29 juin 2008
Le départ
Début du voyage. Ma valise est fin prête. Apres les au revoir avec ma famille on part avec mon père a l’aéroport Roissy CDG. Quelques CDs dans la voiture et c’est parti. La route est belle. Un peu de musique et de vitesse sur la nationale et je me sens bien, c’est le début du voyage. Pour une fois, il fait beau en Normandie et j’apprécie les paysages du vert normand, reposants, imperturbable vert.
C’est comme avant, lorsque les premiers panneaux «direction Roissy» apparaissent, j’ai comme des palpitations, une sorte d’euphorie, celle que provoque le mythe des voyages qu’on a pas encore faits.

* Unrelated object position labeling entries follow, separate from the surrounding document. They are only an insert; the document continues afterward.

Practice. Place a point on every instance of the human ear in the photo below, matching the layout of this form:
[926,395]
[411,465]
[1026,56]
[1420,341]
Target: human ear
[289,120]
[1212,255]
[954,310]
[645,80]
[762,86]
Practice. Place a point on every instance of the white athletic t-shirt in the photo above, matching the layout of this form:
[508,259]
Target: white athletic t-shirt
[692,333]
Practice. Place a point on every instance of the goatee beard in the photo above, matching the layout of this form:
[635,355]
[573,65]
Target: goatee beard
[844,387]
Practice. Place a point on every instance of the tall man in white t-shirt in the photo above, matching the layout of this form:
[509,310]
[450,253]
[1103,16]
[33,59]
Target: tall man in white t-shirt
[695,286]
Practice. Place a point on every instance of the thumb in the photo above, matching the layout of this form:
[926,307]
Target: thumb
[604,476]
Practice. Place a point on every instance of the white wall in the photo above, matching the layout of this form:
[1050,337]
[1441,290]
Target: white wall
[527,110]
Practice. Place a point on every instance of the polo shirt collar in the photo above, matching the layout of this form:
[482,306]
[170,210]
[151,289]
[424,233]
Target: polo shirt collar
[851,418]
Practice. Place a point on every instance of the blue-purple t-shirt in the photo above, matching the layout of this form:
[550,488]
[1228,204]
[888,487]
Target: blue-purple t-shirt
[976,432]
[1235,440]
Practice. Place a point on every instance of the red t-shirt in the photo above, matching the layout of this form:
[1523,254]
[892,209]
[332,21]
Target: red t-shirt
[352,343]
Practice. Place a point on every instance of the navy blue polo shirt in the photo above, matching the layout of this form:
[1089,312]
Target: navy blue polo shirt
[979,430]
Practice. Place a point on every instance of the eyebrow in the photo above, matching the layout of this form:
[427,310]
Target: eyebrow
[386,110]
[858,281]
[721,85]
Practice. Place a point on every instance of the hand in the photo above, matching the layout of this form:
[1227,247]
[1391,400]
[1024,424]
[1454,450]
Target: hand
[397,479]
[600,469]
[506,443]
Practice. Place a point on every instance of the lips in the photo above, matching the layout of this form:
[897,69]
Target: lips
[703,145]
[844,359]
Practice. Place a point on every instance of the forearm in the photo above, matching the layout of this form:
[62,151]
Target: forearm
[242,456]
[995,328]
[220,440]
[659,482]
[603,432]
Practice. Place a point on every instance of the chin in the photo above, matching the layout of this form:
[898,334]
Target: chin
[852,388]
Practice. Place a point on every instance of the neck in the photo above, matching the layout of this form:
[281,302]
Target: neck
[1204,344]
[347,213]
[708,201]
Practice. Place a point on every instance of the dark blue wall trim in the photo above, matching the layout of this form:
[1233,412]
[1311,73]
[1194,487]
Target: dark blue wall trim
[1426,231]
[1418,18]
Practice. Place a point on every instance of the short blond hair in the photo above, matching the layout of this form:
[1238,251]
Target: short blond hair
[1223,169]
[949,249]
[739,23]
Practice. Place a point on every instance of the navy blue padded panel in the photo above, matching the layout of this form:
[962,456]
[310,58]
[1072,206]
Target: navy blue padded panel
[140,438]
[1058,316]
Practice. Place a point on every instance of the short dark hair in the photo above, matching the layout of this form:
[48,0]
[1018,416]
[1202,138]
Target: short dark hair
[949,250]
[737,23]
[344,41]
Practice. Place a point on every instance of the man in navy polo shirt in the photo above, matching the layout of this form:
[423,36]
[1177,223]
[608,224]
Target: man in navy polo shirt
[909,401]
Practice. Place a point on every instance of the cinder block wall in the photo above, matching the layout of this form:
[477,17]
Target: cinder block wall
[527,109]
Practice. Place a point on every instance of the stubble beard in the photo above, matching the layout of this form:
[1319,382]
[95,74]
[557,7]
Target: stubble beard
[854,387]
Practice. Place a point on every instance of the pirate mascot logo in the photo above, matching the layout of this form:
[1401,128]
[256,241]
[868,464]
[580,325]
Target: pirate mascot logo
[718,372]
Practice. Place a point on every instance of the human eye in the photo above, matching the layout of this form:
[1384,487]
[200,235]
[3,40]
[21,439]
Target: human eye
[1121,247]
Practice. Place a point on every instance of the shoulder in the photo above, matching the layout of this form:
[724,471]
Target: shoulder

On pénètre dans le géant français du trafic aérien. On y retrouve cette ambiance que j’aime tant ressentir des les gares et les aéroports. Celle qui rend toutes ces silhouettes mystérieuses. Où vont-ils ? D’où viennent-ils ? Qui sont-ils ? Celle qui fait que toutes ces personnes nous semblent à la fois inconnus et familiers. Celle qui fait que tous ces hommes, ces femmes, ces enfants ont l’air égaux face à la taille et la puissance du trafic international et de ses hubs, car ceux-ci nous renvoient à la grandeur et à la richesse du globe.

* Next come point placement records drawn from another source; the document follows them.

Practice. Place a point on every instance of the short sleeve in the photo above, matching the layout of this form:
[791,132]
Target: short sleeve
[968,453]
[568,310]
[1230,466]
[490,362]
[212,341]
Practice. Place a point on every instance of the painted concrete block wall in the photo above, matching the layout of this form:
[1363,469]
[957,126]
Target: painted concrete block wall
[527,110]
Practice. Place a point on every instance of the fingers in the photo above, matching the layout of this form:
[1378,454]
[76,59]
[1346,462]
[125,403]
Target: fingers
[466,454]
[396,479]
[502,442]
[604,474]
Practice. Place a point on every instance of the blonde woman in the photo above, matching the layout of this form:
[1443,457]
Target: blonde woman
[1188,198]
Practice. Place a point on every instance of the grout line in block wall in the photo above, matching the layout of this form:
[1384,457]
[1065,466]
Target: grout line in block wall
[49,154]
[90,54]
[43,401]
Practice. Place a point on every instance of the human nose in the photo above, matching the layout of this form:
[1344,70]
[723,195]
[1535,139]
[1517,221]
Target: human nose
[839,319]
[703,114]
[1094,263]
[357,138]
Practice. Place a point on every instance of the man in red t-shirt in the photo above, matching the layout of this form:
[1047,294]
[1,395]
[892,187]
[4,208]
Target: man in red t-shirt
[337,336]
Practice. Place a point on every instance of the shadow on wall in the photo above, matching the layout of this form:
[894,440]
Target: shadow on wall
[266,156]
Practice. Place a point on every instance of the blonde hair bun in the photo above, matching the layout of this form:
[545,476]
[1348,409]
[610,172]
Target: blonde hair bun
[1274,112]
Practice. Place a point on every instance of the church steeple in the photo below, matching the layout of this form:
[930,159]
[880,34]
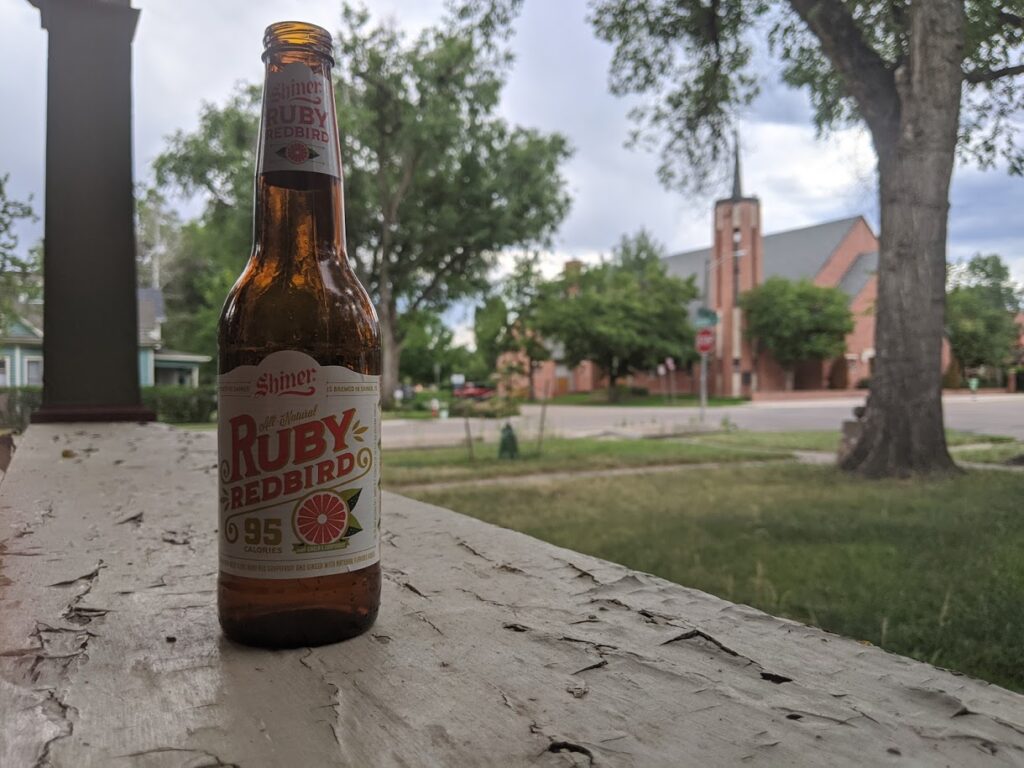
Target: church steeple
[737,189]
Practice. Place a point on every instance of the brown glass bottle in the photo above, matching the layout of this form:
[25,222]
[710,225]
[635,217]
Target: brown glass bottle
[297,293]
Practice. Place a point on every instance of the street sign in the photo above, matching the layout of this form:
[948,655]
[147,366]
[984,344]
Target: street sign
[706,317]
[706,340]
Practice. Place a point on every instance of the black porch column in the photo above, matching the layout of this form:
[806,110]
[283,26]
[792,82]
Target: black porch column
[90,341]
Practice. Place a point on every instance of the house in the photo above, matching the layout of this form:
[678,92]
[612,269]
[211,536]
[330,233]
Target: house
[22,347]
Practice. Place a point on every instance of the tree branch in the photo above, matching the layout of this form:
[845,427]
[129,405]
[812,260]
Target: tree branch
[987,76]
[865,75]
[1012,19]
[439,274]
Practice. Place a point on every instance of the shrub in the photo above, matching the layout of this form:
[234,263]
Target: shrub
[16,404]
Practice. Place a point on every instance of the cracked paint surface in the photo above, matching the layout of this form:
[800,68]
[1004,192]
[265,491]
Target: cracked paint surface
[492,648]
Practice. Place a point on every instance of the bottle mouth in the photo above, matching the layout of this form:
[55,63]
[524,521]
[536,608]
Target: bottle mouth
[284,36]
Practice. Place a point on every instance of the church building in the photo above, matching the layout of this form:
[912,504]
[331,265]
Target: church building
[842,254]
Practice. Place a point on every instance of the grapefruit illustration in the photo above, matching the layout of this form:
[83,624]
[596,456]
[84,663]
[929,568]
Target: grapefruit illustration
[297,153]
[322,518]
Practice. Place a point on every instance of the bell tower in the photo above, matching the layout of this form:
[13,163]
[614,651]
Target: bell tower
[734,267]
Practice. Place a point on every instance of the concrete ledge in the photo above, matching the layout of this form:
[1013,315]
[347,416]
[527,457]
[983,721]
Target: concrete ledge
[493,648]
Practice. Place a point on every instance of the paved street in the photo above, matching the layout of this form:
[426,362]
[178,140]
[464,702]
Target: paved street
[998,414]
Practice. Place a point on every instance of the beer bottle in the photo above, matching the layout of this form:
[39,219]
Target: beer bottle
[299,382]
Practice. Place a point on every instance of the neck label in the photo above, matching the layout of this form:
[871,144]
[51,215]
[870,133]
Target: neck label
[299,123]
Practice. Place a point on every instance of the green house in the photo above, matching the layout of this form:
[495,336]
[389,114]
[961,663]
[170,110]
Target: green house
[22,347]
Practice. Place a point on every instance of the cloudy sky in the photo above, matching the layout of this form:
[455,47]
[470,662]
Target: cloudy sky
[187,51]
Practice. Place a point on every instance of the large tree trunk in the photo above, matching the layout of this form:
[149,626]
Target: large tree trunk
[903,431]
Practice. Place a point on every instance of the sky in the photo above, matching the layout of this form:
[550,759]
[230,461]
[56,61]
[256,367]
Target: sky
[187,51]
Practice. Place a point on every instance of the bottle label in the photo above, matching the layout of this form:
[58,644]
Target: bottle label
[299,122]
[299,466]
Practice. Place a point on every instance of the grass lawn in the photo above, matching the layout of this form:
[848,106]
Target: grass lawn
[932,570]
[997,454]
[600,397]
[448,464]
[819,439]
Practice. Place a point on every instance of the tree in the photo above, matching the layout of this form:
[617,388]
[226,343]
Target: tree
[523,335]
[796,322]
[901,68]
[158,238]
[436,183]
[214,163]
[489,322]
[18,274]
[626,314]
[428,343]
[982,307]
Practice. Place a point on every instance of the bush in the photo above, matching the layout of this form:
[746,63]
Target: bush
[16,404]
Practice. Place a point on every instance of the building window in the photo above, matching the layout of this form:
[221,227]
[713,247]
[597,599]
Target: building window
[34,372]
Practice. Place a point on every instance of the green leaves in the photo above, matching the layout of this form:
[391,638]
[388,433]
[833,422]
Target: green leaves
[981,310]
[797,321]
[625,314]
[18,274]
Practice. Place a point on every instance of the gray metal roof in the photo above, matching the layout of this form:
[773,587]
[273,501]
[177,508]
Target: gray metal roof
[689,263]
[793,254]
[801,253]
[860,271]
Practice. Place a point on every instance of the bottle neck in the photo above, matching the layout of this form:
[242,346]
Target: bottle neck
[298,207]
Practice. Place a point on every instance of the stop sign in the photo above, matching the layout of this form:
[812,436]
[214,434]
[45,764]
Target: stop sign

Il est 13h. A peine plus de 3h me séparent de l’heure du décollage prévu. Et toujours cette peur de ne pas y être prête à temps, de subir une catastrophe et de rater mon avion. On se dirige vers le guichet de l’affréteur. On y trouve des gens qui viennent s’envoler à la dernière minute pour des prix cassés, «la ou les vents les emporteront».
Ah ! De nouveaux papiers en main ! En route vers l’enregistrement ! A chaque étape du processus d’embarquement (guichet, enregistrement, appel), je ressens une fois de plus cette euphorie. C’est le jour J. C’est comme si on attendait de faire une renaissance ailleurs. Et si ce voyage allait changer ma vie ? Il y a aussi la vision pessimiste : Et si tout allait rater à cause d’un attentat terroriste à Roissy ou d’une tempête ? Si mon billet allait soudainement disparaître juste avant l’embarquement ? Quel stress. Pour être sur que le billet ne vas pas s’envoler miraculeusement de mon sac, je le garde en main ou tout prêt, toujours à portée de vue.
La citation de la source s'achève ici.